I have a pen to turn and they wanted it black so we chose Water buffalo Horn. However While drilling one of the blanks I realized it is hard and almost like a plastic. I ordered an extra blank thank goodness because a 12.5 mm bit doesn't leave much after drilling and I had one break. Yes i was drilling it slow on a slow speed.

Anyway I have both sides of the blank drilled and started thinking maybe it would be a good idea to ask about cutting just in case there is something I'm missing. I don't want to mess this pen up because there will be no time to order a new blank.

I'm planning on taking very light cuts with either really sharp tools or a carbide scraper. I'm leaning towards the freshly sharpened gouge at a slower speed.

Is there any advice you guys have to offer?


----------



## rrbrown (Feb 15, 2009)

Really, nobody has experience with turning Buffalo horn. If not I'll go with my plan tomorrow.


----------



## duncsuss (Aug 21, 2009)

Rich -- no experience myself, but check out over on the IAP site: this is one of several threads ...
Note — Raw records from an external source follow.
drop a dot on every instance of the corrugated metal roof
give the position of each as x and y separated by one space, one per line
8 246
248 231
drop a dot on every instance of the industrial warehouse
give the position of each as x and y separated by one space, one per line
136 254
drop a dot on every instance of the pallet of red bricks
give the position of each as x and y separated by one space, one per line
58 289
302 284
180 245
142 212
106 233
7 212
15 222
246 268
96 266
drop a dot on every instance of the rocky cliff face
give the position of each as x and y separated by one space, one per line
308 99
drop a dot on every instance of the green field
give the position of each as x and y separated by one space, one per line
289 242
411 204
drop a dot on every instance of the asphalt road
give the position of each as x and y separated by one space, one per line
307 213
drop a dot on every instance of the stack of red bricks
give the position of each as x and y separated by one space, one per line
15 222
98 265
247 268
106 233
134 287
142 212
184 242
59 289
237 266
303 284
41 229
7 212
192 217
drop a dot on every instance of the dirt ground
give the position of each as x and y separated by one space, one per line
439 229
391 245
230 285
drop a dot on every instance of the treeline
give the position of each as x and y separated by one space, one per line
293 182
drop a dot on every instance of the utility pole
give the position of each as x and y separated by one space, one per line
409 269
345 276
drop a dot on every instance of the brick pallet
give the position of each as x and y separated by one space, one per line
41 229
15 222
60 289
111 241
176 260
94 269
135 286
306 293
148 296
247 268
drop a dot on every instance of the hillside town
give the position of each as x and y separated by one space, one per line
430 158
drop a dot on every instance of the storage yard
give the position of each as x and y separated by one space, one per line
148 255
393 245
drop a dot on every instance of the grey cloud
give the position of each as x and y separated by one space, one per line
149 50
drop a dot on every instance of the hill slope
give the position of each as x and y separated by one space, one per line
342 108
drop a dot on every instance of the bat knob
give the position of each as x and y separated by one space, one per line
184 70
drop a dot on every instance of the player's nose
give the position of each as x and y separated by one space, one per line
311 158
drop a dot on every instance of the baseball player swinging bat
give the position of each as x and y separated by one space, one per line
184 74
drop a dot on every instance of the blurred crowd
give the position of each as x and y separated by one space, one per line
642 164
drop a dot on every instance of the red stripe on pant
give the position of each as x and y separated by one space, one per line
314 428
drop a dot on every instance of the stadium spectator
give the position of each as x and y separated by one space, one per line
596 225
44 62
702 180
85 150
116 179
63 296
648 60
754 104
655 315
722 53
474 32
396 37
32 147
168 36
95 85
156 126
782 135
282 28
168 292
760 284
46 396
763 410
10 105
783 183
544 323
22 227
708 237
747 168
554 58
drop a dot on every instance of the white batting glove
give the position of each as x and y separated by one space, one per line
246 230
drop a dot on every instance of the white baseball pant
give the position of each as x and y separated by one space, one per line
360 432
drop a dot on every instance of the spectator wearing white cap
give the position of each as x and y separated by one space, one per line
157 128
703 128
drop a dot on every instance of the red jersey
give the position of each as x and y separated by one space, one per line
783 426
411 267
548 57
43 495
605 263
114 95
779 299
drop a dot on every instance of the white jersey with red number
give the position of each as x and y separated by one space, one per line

http://www.penturners.org/forum/f14/water-buffalo-horn-questions-44416/

Good luck, sounds like it will be an unique pen.

ps ... also check this thread: they make it sound like a cracked blank waiting to happen:

http://www.penturners.org/forum/f14/how-finish-river-water-buffalo-horn-63644/


----------



## BassBlaster (Nov 21, 2010)

I have no experience myself but have read several threads over at IAP about it. What I have gathered is the stuff is a nightmare to turn and next to impossible to do without cracking. Those that have been successful though have turned out some really beautiful pens!!

Sorry I cant help.


----------